I was still pushing the pie around the plate, wondering if fossilisation was a cooking process, when two men came in and sat at the opposite end of the bar from the two old not-twins
in caps. From the way the geriatrics shifted their gloomy attention from me to the two new customers, I guessed that the recent arrivals were, like me, strangers.
I checked them over without making it obvious. They were both dressed in ordinary suits beneath raincoats and one of them, the one with the curly dark hair and beard, was built like a house on legs, while the other was lean and more athletic-looking. Despite his less impressive build, it was the thinner of the two that had the look of a hard and dangerous man. When he took off his hat and hung it up on the rack by the door, his blond hair was skull-clingingly oiled and combed back from his brow and the skin on his hard-featured face was pock-marked.
I didn’t recognize either man.
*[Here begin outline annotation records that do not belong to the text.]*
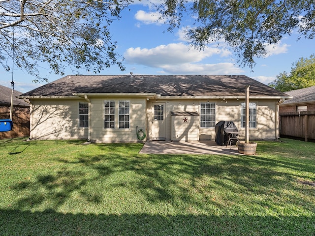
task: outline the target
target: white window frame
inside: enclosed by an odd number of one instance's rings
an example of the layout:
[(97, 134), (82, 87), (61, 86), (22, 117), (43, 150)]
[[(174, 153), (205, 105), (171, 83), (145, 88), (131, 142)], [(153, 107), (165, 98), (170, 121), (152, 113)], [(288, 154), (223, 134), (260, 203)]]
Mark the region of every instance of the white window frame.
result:
[[(83, 107), (81, 107), (81, 105), (83, 105)], [(89, 127), (89, 108), (88, 103), (79, 103), (79, 127), (80, 128), (87, 128)], [(86, 113), (87, 110), (87, 113)], [(82, 111), (83, 112), (83, 113), (81, 112)], [(81, 119), (81, 118), (83, 118), (83, 119)], [(81, 124), (83, 124), (83, 125), (81, 125)]]
[[(204, 108), (203, 106), (204, 105)], [(200, 128), (214, 128), (216, 125), (216, 105), (215, 102), (200, 103)]]
[[(246, 104), (241, 103), (241, 127), (246, 127)], [(257, 128), (257, 103), (250, 102), (249, 104), (250, 128)]]
[[(118, 101), (119, 104), (119, 129), (129, 129), (130, 128), (130, 105), (129, 100), (120, 100)], [(124, 120), (122, 120), (122, 118), (124, 117)], [(127, 117), (127, 120), (126, 119)], [(124, 124), (122, 125), (122, 123)], [(126, 124), (128, 124), (127, 127)]]
[[(108, 103), (109, 106), (105, 106), (105, 104)], [(113, 103), (114, 103), (113, 105)], [(105, 100), (104, 101), (104, 128), (115, 129), (115, 102), (114, 100)], [(106, 118), (108, 118), (106, 119)], [(106, 127), (105, 124), (108, 123), (109, 127)]]

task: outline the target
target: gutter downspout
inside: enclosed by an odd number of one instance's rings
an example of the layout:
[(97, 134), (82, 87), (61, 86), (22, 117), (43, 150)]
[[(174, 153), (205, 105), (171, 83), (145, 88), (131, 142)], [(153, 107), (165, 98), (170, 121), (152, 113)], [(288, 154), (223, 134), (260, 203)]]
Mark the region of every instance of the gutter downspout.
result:
[(85, 100), (89, 103), (89, 127), (88, 127), (88, 141), (90, 142), (91, 141), (91, 101), (89, 98), (88, 98), (88, 96), (86, 95), (84, 95), (84, 99)]
[(30, 104), (30, 137), (29, 138), (29, 139), (31, 140), (33, 138), (32, 135), (32, 127), (33, 126), (32, 125), (33, 118), (32, 118), (32, 116), (31, 115), (33, 110), (33, 107), (32, 107), (33, 104), (32, 104), (32, 102), (30, 100), (27, 99), (26, 98), (23, 98), (23, 100), (25, 102), (27, 102)]
[(279, 127), (280, 126), (280, 119), (279, 117), (279, 105), (281, 103), (283, 103), (285, 101), (285, 98), (282, 99), (280, 100), (280, 102), (278, 102), (276, 104), (276, 113), (275, 116), (275, 137), (276, 139), (278, 140), (278, 139), (280, 138), (280, 130)]

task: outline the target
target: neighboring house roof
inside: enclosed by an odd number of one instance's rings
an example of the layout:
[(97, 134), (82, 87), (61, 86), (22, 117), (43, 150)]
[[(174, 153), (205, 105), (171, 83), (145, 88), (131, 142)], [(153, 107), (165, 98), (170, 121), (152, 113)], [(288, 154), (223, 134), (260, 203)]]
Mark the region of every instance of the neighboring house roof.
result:
[(288, 97), (245, 75), (68, 75), (20, 97), (121, 93), (155, 93), (164, 97), (241, 97), (245, 96), (247, 85), (251, 86), (252, 96)]
[(281, 106), (286, 106), (303, 103), (315, 103), (315, 86), (285, 92), (293, 96), (292, 99), (285, 101)]
[[(23, 93), (14, 89), (13, 102), (14, 106), (30, 107), (30, 104), (23, 100), (15, 97)], [(0, 85), (0, 106), (10, 106), (11, 105), (11, 95), (12, 88)]]

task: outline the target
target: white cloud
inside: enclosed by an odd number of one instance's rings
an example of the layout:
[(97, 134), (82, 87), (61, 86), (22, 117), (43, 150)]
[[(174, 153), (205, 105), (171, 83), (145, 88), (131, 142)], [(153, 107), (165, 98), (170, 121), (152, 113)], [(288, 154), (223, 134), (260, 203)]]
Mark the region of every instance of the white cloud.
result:
[(187, 62), (200, 61), (215, 55), (226, 54), (218, 48), (206, 48), (200, 51), (183, 43), (159, 45), (151, 49), (129, 48), (124, 57), (127, 62), (159, 67), (163, 65), (175, 65)]
[(290, 45), (286, 43), (282, 44), (281, 42), (279, 42), (275, 44), (269, 44), (266, 46), (267, 52), (264, 58), (266, 58), (272, 55), (277, 55), (282, 53), (286, 53), (290, 46)]
[(272, 82), (276, 79), (276, 77), (274, 76), (254, 76), (252, 77), (254, 80), (256, 80), (259, 82), (262, 83), (265, 85), (268, 85), (269, 83)]
[[(127, 63), (162, 69), (175, 74), (239, 74), (244, 71), (230, 62), (202, 63), (203, 60), (214, 56), (226, 56), (226, 50), (207, 47), (200, 51), (183, 43), (159, 45), (151, 49), (130, 48), (124, 54)], [(201, 62), (201, 63), (197, 63)]]
[(239, 74), (244, 71), (230, 62), (216, 64), (184, 63), (175, 66), (164, 66), (163, 69), (170, 74), (199, 75)]
[(164, 20), (160, 19), (160, 14), (158, 12), (146, 12), (139, 10), (134, 15), (135, 18), (146, 25), (155, 24), (161, 25), (164, 23)]

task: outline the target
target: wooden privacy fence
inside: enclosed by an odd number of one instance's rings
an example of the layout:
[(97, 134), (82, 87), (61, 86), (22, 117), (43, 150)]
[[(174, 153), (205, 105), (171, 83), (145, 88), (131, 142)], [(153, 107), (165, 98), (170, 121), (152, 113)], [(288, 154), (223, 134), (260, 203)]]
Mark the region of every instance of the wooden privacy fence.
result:
[(282, 113), (280, 137), (315, 142), (315, 111)]

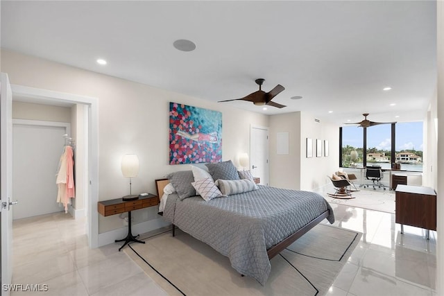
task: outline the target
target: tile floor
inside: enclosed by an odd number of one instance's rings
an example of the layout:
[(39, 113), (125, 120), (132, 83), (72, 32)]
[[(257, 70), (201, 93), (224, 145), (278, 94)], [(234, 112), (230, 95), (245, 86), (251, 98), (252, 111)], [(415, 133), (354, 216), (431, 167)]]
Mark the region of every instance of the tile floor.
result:
[[(334, 225), (363, 233), (327, 295), (436, 296), (435, 232), (395, 223), (393, 214), (332, 204)], [(323, 223), (327, 223), (326, 221)], [(118, 244), (89, 250), (85, 221), (64, 213), (14, 221), (13, 284), (46, 284), (54, 295), (165, 295)], [(15, 292), (12, 295), (32, 295)]]
[(119, 244), (90, 250), (85, 223), (64, 212), (15, 220), (12, 284), (48, 290), (11, 295), (167, 295)]

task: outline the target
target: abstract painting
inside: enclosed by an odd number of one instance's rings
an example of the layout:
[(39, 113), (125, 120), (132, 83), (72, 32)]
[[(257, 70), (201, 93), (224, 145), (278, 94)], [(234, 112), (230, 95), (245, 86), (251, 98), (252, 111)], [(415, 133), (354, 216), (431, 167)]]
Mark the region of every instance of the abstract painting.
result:
[(169, 164), (222, 160), (222, 113), (169, 103)]

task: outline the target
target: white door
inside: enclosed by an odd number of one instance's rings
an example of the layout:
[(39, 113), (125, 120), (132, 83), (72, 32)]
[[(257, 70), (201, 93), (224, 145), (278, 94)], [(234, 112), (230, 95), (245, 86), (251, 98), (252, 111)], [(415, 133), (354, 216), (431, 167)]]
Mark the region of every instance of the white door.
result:
[(268, 184), (268, 129), (250, 128), (250, 169), (253, 177), (259, 177), (262, 185)]
[(1, 179), (1, 295), (9, 295), (5, 285), (12, 279), (12, 92), (8, 75), (0, 83), (0, 178)]

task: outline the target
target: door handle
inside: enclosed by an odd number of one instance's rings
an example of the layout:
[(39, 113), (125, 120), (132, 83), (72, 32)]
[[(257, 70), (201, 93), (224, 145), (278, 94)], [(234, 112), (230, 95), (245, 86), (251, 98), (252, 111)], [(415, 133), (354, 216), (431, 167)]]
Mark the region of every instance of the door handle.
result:
[(8, 202), (3, 202), (1, 203), (1, 207), (2, 207), (3, 209), (6, 209), (6, 208), (8, 208), (8, 210), (9, 210), (9, 208), (10, 207), (10, 206), (13, 206), (14, 204), (18, 204), (18, 203), (19, 203), (19, 201), (18, 201), (18, 200), (16, 200), (16, 201), (15, 201), (15, 202), (10, 202), (10, 199), (8, 198)]

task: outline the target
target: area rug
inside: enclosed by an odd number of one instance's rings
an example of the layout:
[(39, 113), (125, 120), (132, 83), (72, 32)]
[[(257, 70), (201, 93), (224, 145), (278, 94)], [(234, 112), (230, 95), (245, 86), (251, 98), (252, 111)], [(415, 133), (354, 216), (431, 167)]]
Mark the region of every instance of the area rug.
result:
[(189, 234), (162, 233), (125, 252), (170, 295), (323, 295), (361, 234), (318, 225), (271, 260), (264, 286), (241, 277), (228, 257)]
[(330, 203), (395, 214), (395, 191), (382, 189), (361, 189), (352, 192), (352, 199), (344, 199), (324, 194)]

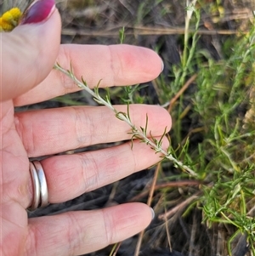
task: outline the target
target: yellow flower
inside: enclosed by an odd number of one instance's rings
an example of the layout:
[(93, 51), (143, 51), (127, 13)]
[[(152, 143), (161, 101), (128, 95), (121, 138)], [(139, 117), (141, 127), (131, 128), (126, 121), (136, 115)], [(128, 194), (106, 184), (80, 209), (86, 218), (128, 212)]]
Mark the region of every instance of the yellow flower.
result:
[(22, 13), (19, 8), (13, 8), (0, 17), (0, 31), (10, 31), (19, 24)]

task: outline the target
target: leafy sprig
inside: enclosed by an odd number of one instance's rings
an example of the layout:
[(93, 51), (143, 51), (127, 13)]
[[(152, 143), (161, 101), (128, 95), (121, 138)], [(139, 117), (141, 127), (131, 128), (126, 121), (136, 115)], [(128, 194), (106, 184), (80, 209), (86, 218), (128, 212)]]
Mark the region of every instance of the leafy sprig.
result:
[(156, 153), (162, 153), (164, 156), (163, 157), (173, 162), (175, 167), (181, 168), (183, 171), (186, 172), (187, 174), (189, 174), (190, 175), (191, 175), (193, 177), (197, 176), (196, 172), (193, 171), (190, 167), (184, 164), (181, 161), (178, 161), (173, 156), (173, 154), (171, 152), (171, 148), (168, 148), (167, 151), (165, 151), (162, 149), (162, 141), (163, 141), (163, 138), (166, 135), (166, 128), (163, 132), (163, 134), (160, 138), (160, 139), (156, 139), (156, 138), (154, 138), (151, 134), (151, 132), (149, 133), (150, 138), (148, 138), (148, 136), (147, 136), (148, 116), (146, 116), (145, 127), (144, 128), (142, 128), (142, 127), (137, 128), (131, 121), (130, 115), (129, 115), (128, 105), (127, 113), (125, 113), (123, 111), (118, 111), (110, 103), (110, 99), (109, 95), (106, 95), (105, 99), (104, 99), (103, 97), (100, 96), (99, 91), (99, 86), (100, 81), (99, 82), (99, 83), (97, 84), (95, 88), (93, 90), (88, 88), (86, 81), (82, 77), (81, 78), (82, 81), (80, 81), (79, 79), (76, 78), (76, 77), (74, 74), (71, 65), (70, 70), (65, 70), (63, 67), (61, 67), (61, 65), (60, 64), (57, 63), (54, 65), (54, 69), (61, 71), (62, 73), (64, 73), (65, 75), (69, 77), (79, 88), (86, 90), (86, 92), (90, 94), (94, 97), (94, 100), (98, 104), (105, 105), (106, 107), (108, 107), (110, 110), (111, 110), (114, 112), (116, 117), (117, 117), (121, 121), (123, 121), (126, 123), (128, 123), (131, 128), (130, 134), (132, 134), (132, 140), (133, 139), (139, 139), (140, 141), (150, 145), (150, 148), (152, 150), (154, 150)]

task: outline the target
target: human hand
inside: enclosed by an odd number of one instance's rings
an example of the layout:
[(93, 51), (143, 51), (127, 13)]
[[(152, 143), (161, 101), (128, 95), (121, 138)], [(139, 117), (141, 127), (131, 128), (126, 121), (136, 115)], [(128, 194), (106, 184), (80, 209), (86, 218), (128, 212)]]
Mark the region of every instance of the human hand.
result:
[[(41, 2), (54, 3), (51, 0)], [(34, 11), (34, 10), (33, 10)], [(34, 13), (35, 14), (36, 13)], [(124, 240), (151, 221), (150, 208), (128, 203), (94, 211), (27, 219), (33, 200), (29, 158), (99, 143), (131, 139), (130, 128), (105, 107), (66, 107), (14, 112), (26, 105), (78, 90), (60, 72), (57, 60), (93, 88), (134, 84), (158, 76), (162, 61), (154, 52), (128, 45), (60, 45), (60, 19), (54, 8), (44, 21), (24, 24), (2, 34), (1, 69), (1, 253), (78, 255)], [(26, 22), (25, 22), (26, 23)], [(125, 111), (126, 106), (116, 106)], [(161, 136), (171, 126), (159, 106), (130, 105), (130, 116)], [(167, 145), (167, 142), (165, 142)], [(139, 141), (74, 155), (50, 156), (43, 168), (50, 203), (72, 199), (112, 183), (160, 160)]]

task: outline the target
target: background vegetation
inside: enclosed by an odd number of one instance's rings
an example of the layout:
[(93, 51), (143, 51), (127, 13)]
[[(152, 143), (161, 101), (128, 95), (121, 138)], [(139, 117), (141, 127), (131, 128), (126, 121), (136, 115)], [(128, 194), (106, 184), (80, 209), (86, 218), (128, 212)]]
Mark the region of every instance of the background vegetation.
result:
[[(3, 1), (2, 8), (11, 2), (26, 6), (25, 1), (13, 0)], [(156, 216), (144, 232), (91, 256), (139, 252), (255, 256), (255, 4), (252, 0), (193, 3), (59, 1), (63, 43), (124, 42), (159, 53), (165, 69), (158, 78), (134, 90), (112, 88), (109, 94), (114, 104), (166, 107), (173, 121), (169, 152), (197, 174), (190, 175), (166, 160), (116, 184), (31, 213), (54, 214), (133, 201), (153, 207)], [(29, 107), (74, 104), (96, 105), (90, 95), (80, 92)]]

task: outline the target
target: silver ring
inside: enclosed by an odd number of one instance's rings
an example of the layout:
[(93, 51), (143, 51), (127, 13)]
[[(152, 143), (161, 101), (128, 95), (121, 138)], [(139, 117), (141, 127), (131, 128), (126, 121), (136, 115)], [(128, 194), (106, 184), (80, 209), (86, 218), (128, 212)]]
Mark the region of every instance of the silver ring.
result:
[(29, 210), (35, 210), (40, 203), (40, 184), (35, 166), (30, 162), (30, 174), (32, 179), (34, 197)]
[(41, 194), (41, 208), (46, 207), (48, 205), (48, 192), (47, 186), (47, 180), (44, 174), (42, 166), (39, 161), (33, 161), (33, 165), (36, 168), (39, 184), (40, 184), (40, 194)]

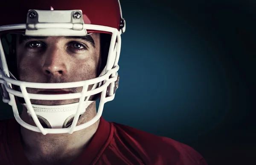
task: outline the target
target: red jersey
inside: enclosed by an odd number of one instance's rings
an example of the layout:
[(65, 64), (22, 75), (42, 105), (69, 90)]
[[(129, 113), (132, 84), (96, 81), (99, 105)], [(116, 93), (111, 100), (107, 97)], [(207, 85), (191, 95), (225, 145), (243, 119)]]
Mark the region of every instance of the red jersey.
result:
[[(88, 148), (72, 165), (207, 165), (191, 147), (102, 117)], [(0, 121), (0, 164), (31, 165), (24, 153), (20, 125), (15, 119)]]

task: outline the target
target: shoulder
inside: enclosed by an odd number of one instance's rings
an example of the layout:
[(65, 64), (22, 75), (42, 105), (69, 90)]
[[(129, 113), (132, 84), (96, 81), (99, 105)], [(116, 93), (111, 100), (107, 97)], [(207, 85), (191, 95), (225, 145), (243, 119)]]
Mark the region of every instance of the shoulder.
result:
[(113, 138), (116, 142), (136, 153), (146, 164), (153, 162), (159, 165), (207, 164), (200, 153), (187, 145), (131, 127), (111, 123), (114, 127)]

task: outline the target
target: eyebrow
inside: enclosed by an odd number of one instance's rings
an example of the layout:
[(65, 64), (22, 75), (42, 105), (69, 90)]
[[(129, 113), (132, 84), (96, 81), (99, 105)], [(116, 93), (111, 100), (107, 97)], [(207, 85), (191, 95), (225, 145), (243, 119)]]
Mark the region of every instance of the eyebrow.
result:
[[(31, 39), (37, 40), (45, 40), (48, 37), (42, 37), (42, 36), (28, 36), (26, 35), (22, 35), (20, 37), (19, 40), (19, 43), (20, 44), (26, 41)], [(86, 35), (85, 36), (65, 36), (66, 39), (79, 39), (84, 41), (85, 42), (90, 43), (93, 47), (95, 47), (95, 42), (94, 40), (90, 35)]]

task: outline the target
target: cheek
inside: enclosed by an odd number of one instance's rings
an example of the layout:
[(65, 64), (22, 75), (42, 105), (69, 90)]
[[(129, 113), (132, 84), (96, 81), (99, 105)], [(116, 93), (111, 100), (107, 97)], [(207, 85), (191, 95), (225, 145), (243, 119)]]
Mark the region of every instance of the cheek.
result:
[(36, 71), (39, 66), (38, 59), (26, 58), (20, 56), (17, 58), (17, 69), (19, 78), (21, 81), (32, 82), (36, 78)]
[(97, 69), (99, 65), (99, 58), (92, 58), (85, 60), (77, 61), (71, 72), (74, 79), (78, 81), (84, 81), (94, 78), (97, 75)]

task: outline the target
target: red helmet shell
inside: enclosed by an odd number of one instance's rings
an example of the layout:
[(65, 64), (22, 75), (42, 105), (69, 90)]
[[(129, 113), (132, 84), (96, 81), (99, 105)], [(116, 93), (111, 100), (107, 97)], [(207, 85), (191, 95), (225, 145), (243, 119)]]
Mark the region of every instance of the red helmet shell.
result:
[(0, 5), (0, 26), (26, 23), (29, 9), (81, 10), (84, 23), (120, 29), (122, 19), (118, 0), (6, 0)]

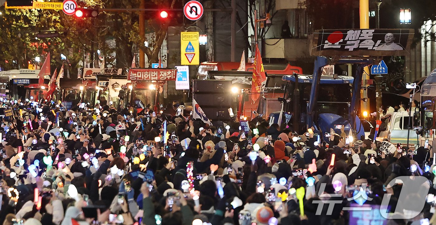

But that didn’t mean that they hadn’t been part of the crew who had turned up outside Larry Franks’s place. Despite everything having happened as a blur, the two guys who had left Ellis dying in my office and with whom I’d exchanged pleasantries on the stairs had made a big enough impression on me to remember their faces. These guys definitely weren’t them.
Nevertheless, their presence bothered me. It was not as if they had paid me any attention when they had arrived; it was that they had gone out of their way
not
to pay me attention, or even look in my direction.
But the truth was my little trip into the village had been as much to show the dogs the hare as anything else.
I contemplatively swirled the last quarter of my tepid pint sluggishly around the glass, then I took the pipe out of my pocket and filled it, inexpertly, with tobacco, before quietly smoking it as I sat. Or at least sat quietly struggling to stop the pipe from going out while the two newcomers at the bar studiously avoiding looking in my direction.
I didn’t think they were policemen but, coppers or not, it made no sense that the two heavies at the bar were there on my account. Whatever the connection between Ellis and this part of the world, there was no way anyone could have known I was on my way up here. Unless, of course, mine host at the bar had been told to make a call if anyone out of the ordinary called in at his establishment. Maybe that would explain why it had taken so long for my mutton pie to arrive, lukewarm, in front of me.
Or maybe I was just letting my paranoia run away with me again.
I decided to put them to the test. I downed the last of the pint, got up and left. Again the only eyes on me were the geriatrics at the bar.
I walked to the bridge over the river and leaned on the stone parapet, smoking my pipe while really waiting to see how long it would take for the two burly types to come out of the inn. They didn’t.
A false alarm, clearly. If you’re going to get through this, Lennox, I thought to myself, then you’re going to have to calm down. Nothing gets a wanted man caught like panic. Or self-doubt.
I found my way to the far side of the village and started to hike uphill. The byway I was on was obviously used by occasional traffic, but was unmetalled and more like a farm track than anything. It took me up past the farm and its outbuildings, but it became clear there must have been a second, parallel route up to the large manor. I guessed that would be a better maintained way than the one I was on. As I passed the farm, I was aware of two men in the yard stopping whatever it was they were doing to watch me pass. I made sure I kept going,
my pace unbroken and determined, like some wintertime nature lover striking out resolutely to attain the hilltop.